The choice of algorithms was motivated by their methodological diversity: K-Nearest Neighbors as an instance-based learner, Support Vector Machines as a margin-based classifier, Logistic Regression as a linear baseline, and Naive Bayes as a probabilistic model. This selection allowed us to systematically compare complementary approaches and highlight their respective strengths and limitations in 5G intrusion detection.

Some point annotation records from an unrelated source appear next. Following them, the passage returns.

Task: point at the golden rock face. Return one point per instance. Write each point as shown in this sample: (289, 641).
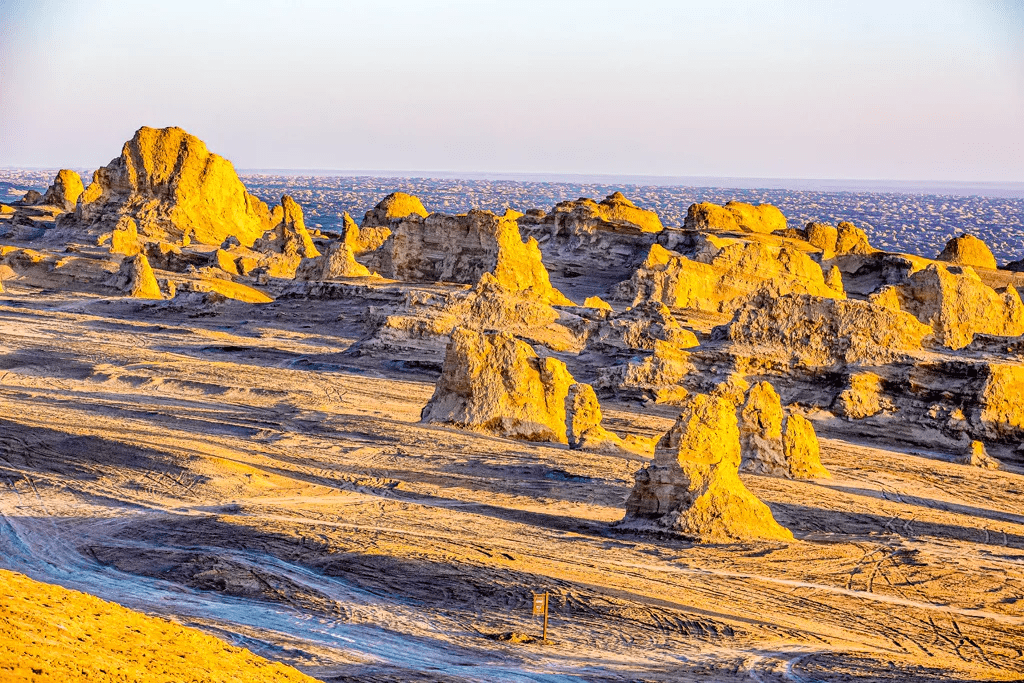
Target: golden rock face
(48, 633)
(175, 188)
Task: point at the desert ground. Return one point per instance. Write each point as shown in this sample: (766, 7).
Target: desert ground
(360, 453)
(237, 471)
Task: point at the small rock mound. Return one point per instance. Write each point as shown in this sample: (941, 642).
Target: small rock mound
(692, 485)
(968, 250)
(977, 456)
(65, 191)
(734, 217)
(392, 207)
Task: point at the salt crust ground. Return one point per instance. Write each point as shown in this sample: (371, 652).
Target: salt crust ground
(233, 469)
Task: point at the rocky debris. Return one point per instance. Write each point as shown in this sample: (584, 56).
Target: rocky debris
(640, 327)
(692, 485)
(734, 217)
(802, 451)
(65, 191)
(852, 240)
(773, 442)
(136, 279)
(497, 383)
(461, 249)
(968, 250)
(124, 238)
(363, 240)
(861, 398)
(175, 189)
(822, 236)
(656, 376)
(337, 261)
(821, 332)
(958, 305)
(722, 275)
(419, 326)
(977, 456)
(393, 207)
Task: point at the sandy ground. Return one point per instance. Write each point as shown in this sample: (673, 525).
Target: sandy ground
(235, 469)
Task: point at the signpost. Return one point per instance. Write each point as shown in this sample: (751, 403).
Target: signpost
(541, 608)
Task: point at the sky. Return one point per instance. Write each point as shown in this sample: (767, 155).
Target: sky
(888, 89)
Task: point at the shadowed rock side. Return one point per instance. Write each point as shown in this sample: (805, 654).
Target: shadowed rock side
(394, 206)
(460, 249)
(48, 633)
(968, 250)
(722, 273)
(692, 485)
(734, 216)
(175, 189)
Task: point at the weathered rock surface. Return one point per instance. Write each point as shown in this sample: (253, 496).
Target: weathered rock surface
(692, 485)
(723, 275)
(65, 191)
(497, 383)
(734, 216)
(175, 189)
(821, 332)
(394, 206)
(461, 249)
(958, 305)
(968, 250)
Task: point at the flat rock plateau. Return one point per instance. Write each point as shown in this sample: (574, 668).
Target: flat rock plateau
(736, 449)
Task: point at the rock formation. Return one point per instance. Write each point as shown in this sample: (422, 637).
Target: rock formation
(175, 189)
(734, 217)
(460, 249)
(135, 279)
(692, 485)
(65, 191)
(821, 332)
(958, 305)
(497, 383)
(773, 442)
(722, 275)
(968, 250)
(392, 207)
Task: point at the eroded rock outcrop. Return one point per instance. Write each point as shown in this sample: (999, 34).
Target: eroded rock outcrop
(692, 485)
(958, 305)
(175, 189)
(734, 216)
(65, 191)
(821, 332)
(723, 274)
(393, 207)
(497, 383)
(461, 249)
(968, 250)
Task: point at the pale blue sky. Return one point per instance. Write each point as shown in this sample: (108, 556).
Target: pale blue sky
(889, 89)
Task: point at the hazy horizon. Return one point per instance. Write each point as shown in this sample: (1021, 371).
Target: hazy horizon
(907, 91)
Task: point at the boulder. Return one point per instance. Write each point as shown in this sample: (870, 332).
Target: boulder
(968, 250)
(392, 207)
(723, 275)
(977, 456)
(822, 332)
(461, 249)
(136, 279)
(692, 485)
(497, 383)
(958, 305)
(861, 398)
(65, 191)
(175, 189)
(337, 261)
(734, 217)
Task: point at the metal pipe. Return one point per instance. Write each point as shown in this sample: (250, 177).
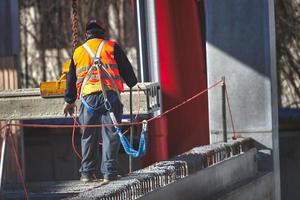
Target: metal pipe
(131, 128)
(140, 41)
(153, 57)
(224, 109)
(3, 157)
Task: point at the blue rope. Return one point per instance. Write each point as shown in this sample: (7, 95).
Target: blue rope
(128, 148)
(125, 143)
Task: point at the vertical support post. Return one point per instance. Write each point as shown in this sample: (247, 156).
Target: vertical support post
(3, 157)
(131, 128)
(224, 110)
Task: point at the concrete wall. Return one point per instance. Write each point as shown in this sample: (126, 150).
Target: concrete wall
(241, 46)
(209, 181)
(258, 189)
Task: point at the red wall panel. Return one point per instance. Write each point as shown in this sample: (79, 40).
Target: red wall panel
(182, 75)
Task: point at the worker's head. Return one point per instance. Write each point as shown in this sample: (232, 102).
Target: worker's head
(95, 27)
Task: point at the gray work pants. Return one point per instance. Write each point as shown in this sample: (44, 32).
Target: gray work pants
(91, 136)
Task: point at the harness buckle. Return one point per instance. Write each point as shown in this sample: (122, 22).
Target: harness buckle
(107, 105)
(96, 61)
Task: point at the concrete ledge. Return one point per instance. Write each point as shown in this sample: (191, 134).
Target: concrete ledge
(157, 176)
(28, 104)
(259, 189)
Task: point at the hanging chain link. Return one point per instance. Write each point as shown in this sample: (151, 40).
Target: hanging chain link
(74, 24)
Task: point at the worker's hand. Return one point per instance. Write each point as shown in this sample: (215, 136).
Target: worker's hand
(69, 108)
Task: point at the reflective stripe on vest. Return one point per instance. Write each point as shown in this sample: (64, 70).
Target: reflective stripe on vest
(83, 61)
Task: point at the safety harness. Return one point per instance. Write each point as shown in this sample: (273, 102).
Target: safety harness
(100, 67)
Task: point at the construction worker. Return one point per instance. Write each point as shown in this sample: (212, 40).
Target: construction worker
(99, 96)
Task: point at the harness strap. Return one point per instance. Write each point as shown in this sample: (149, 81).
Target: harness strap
(96, 64)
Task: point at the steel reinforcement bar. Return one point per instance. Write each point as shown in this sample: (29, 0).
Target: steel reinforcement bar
(160, 174)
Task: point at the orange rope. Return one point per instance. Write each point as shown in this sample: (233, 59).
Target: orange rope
(121, 124)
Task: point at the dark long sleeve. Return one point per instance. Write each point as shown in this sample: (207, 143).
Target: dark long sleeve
(125, 67)
(71, 90)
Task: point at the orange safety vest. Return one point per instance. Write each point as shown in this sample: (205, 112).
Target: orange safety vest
(83, 62)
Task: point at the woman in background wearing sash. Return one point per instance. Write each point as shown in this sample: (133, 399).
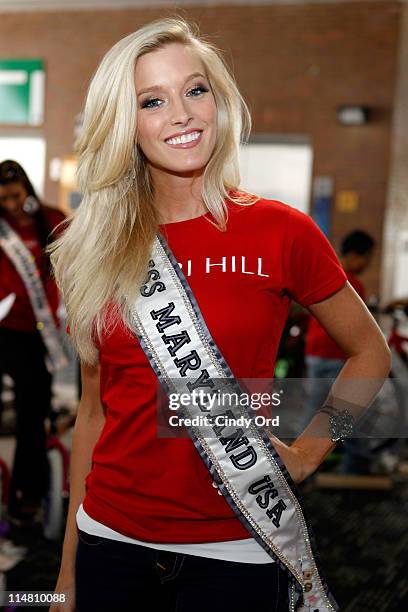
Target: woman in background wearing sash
(22, 352)
(159, 152)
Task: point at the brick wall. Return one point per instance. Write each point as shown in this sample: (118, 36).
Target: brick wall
(294, 64)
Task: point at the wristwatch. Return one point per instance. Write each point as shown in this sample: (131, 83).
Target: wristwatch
(341, 423)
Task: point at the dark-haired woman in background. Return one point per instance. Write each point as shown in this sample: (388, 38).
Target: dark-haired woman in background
(22, 349)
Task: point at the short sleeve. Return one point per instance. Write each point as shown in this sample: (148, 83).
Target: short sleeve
(312, 271)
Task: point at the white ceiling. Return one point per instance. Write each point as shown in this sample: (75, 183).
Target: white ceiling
(71, 5)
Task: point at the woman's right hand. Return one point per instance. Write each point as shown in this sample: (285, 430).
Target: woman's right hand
(65, 586)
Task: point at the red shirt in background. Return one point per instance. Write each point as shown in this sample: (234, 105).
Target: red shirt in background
(318, 341)
(21, 316)
(158, 489)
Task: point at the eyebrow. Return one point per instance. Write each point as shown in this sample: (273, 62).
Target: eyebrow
(157, 87)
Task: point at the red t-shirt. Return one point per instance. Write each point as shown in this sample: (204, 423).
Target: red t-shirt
(158, 489)
(318, 342)
(21, 316)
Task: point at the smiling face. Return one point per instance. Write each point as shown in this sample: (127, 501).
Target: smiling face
(176, 111)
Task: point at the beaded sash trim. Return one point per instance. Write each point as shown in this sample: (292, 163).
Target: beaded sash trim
(244, 464)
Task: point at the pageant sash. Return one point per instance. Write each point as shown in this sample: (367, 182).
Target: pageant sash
(24, 262)
(244, 464)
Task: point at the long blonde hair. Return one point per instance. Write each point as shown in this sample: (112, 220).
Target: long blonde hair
(102, 255)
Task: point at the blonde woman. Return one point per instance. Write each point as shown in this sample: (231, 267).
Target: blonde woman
(159, 157)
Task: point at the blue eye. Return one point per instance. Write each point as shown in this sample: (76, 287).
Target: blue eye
(199, 89)
(148, 103)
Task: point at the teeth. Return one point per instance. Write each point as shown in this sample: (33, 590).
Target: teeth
(184, 139)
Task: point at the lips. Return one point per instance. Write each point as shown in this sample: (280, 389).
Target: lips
(183, 133)
(186, 140)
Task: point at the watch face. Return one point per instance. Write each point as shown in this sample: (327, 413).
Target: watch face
(341, 425)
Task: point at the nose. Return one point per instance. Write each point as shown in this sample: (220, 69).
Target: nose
(180, 113)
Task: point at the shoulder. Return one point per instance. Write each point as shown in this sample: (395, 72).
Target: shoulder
(274, 215)
(263, 210)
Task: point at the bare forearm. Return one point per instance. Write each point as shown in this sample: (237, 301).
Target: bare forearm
(359, 381)
(86, 433)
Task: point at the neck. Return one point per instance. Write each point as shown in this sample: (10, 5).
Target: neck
(21, 219)
(176, 197)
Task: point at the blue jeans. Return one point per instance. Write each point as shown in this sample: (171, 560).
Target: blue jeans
(112, 575)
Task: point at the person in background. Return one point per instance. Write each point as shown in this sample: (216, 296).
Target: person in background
(22, 351)
(324, 358)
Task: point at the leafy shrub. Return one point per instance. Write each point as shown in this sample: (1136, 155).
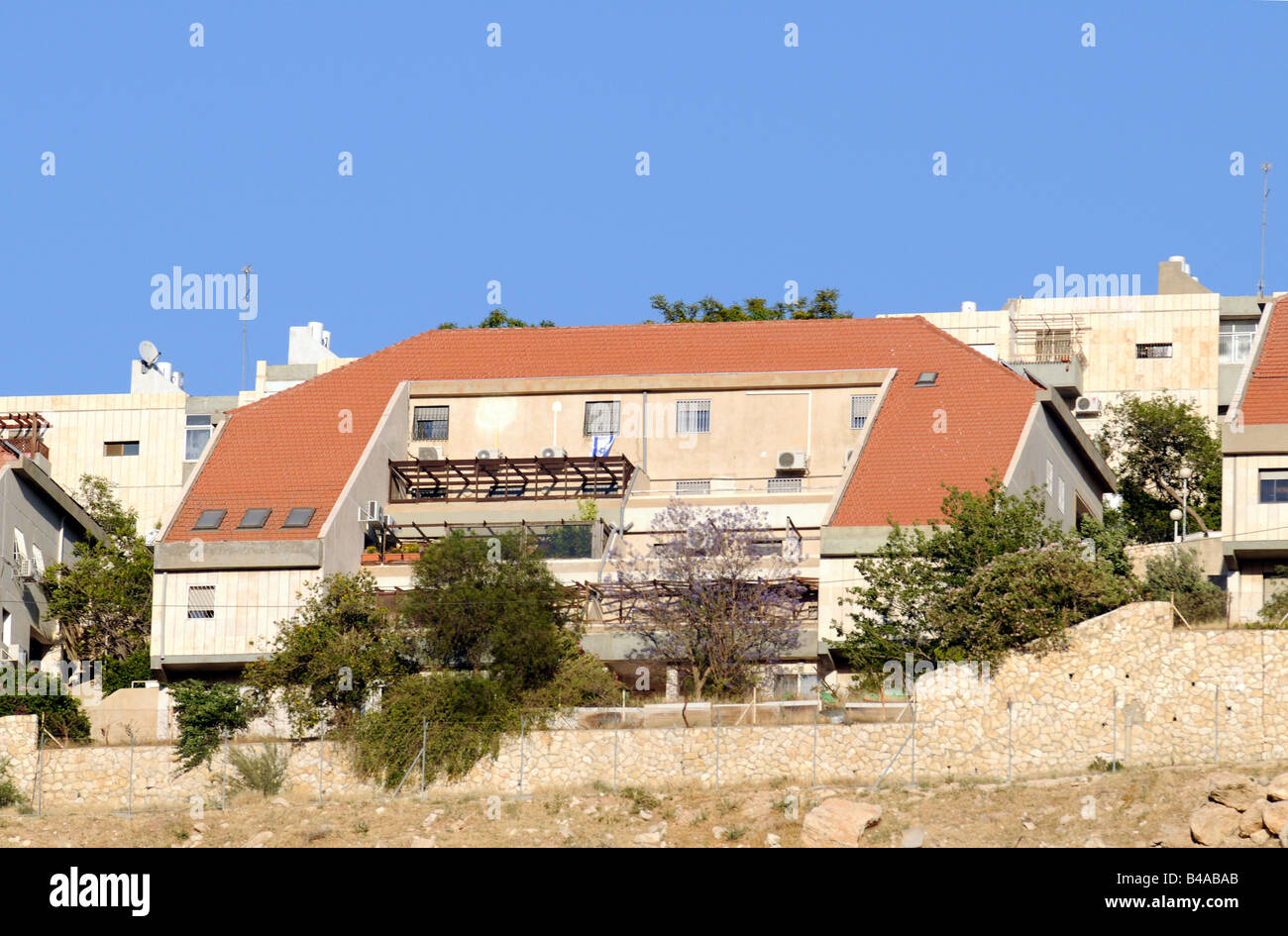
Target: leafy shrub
(263, 772)
(59, 715)
(1177, 574)
(205, 712)
(463, 717)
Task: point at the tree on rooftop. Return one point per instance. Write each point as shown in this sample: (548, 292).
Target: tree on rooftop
(1147, 441)
(713, 597)
(103, 597)
(822, 305)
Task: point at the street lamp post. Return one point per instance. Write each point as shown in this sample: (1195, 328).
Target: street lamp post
(1186, 472)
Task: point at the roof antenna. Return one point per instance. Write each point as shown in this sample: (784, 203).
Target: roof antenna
(1265, 194)
(246, 271)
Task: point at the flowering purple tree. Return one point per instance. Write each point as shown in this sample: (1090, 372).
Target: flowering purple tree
(713, 595)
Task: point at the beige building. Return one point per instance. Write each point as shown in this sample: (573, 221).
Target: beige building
(1254, 472)
(831, 428)
(1094, 348)
(147, 442)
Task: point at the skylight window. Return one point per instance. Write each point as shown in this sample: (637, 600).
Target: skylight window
(256, 518)
(210, 519)
(299, 518)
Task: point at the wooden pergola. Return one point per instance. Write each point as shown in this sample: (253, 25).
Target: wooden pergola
(509, 479)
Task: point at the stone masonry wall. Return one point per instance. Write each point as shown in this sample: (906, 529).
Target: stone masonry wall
(1128, 686)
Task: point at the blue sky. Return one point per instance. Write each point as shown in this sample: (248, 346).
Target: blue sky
(516, 163)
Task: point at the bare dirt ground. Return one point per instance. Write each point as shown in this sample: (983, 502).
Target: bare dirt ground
(1137, 807)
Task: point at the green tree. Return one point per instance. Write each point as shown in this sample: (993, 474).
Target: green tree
(206, 713)
(103, 597)
(1177, 575)
(1147, 441)
(822, 305)
(326, 662)
(487, 604)
(914, 583)
(1026, 599)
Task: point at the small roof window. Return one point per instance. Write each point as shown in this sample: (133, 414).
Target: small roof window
(256, 518)
(210, 519)
(299, 516)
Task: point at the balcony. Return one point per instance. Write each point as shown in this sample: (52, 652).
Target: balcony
(402, 542)
(489, 480)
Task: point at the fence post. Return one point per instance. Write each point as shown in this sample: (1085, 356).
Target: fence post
(717, 747)
(522, 738)
(1113, 757)
(913, 705)
(812, 757)
(1216, 725)
(1010, 746)
(424, 743)
(40, 765)
(129, 801)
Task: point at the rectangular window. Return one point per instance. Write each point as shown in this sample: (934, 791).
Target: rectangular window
(1274, 485)
(196, 438)
(429, 423)
(861, 407)
(1235, 342)
(692, 416)
(1157, 349)
(603, 417)
(201, 601)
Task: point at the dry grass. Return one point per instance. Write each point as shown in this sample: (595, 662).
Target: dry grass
(1133, 807)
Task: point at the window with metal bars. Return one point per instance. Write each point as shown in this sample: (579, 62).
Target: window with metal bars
(201, 601)
(429, 423)
(692, 416)
(861, 407)
(603, 417)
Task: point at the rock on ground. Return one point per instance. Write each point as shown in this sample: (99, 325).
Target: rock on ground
(1232, 789)
(838, 824)
(1275, 816)
(1210, 823)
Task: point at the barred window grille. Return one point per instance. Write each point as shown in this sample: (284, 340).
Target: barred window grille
(430, 423)
(861, 407)
(603, 417)
(692, 416)
(694, 486)
(201, 601)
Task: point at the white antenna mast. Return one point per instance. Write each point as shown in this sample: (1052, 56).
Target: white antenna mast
(1265, 194)
(243, 385)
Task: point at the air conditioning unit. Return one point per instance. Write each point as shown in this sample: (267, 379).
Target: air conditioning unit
(791, 462)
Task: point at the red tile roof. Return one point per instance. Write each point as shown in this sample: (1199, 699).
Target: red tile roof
(1265, 402)
(292, 450)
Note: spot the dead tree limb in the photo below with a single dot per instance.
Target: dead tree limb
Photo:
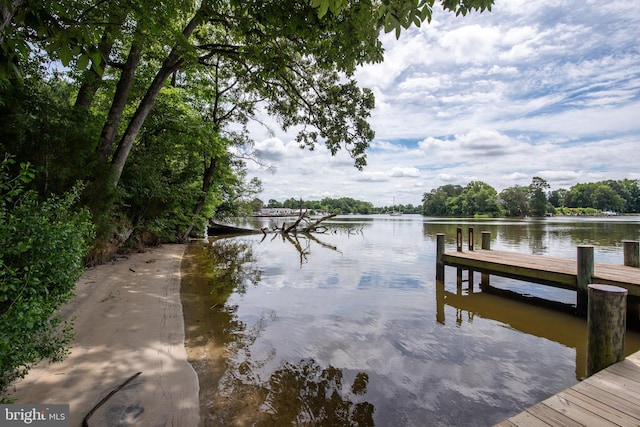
(315, 225)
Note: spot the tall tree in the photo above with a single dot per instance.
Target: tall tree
(538, 196)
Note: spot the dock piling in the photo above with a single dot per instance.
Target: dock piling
(486, 240)
(606, 326)
(439, 256)
(585, 268)
(630, 248)
(486, 245)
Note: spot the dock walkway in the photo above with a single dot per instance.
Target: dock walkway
(607, 398)
(558, 272)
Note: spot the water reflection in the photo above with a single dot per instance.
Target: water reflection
(220, 349)
(551, 236)
(343, 328)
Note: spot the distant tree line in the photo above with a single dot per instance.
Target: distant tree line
(343, 205)
(480, 199)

Among the tested approaches, K-Nearest Neighbors consistently achieved the best overall performance across datasets, demonstrating its strong capability in capturing complex patterns in 5G network traffic. In contrast, other models such as Logistic Regression, Support Vector Machine, and Naive Bayes showed more variability in performance, especially under different data distributions. Beyond classification performance, the study also highlighted the importance of computational efficiency and scalability in real-world deployment scenarios. The results indicate that while high detection accuracy is achievable, practical applicability in 5G environments requires a careful trade-off between performance and computational cost. In this context, simpler models such as Logistic Regression offer a balanced compromise between accuracy and efficiency.

Overall, the findings emphasize that robust intrusion detection in 5G networks should not rely solely on predictive accuracy but must also consider generalization capability across datasets and operational constraints.

The study also included comparisons with unsupervised approaches (K-Means) and deep learning models (Autoencoders), providing additional context on how classical supervised methods perform relative to modern approaches.

Future work will focus on developing adaptive and hybrid learning frameworks capable of maintaining high detection performance under dynamic and evolving network conditions. Building on the supervised learning baseline established in this study, future research will also extend the evaluation by incorporating modern deep learning architectures such as Convolutional Neural Networks (CNNs) and Transformers. This combined direction will allow us to explore both the adaptability of hybrid approaches and the advanced representational power of deep learning models, ultimately aiming to design intrusion detection systems that are accurate, scalable, and resilient in real-world 5G environments.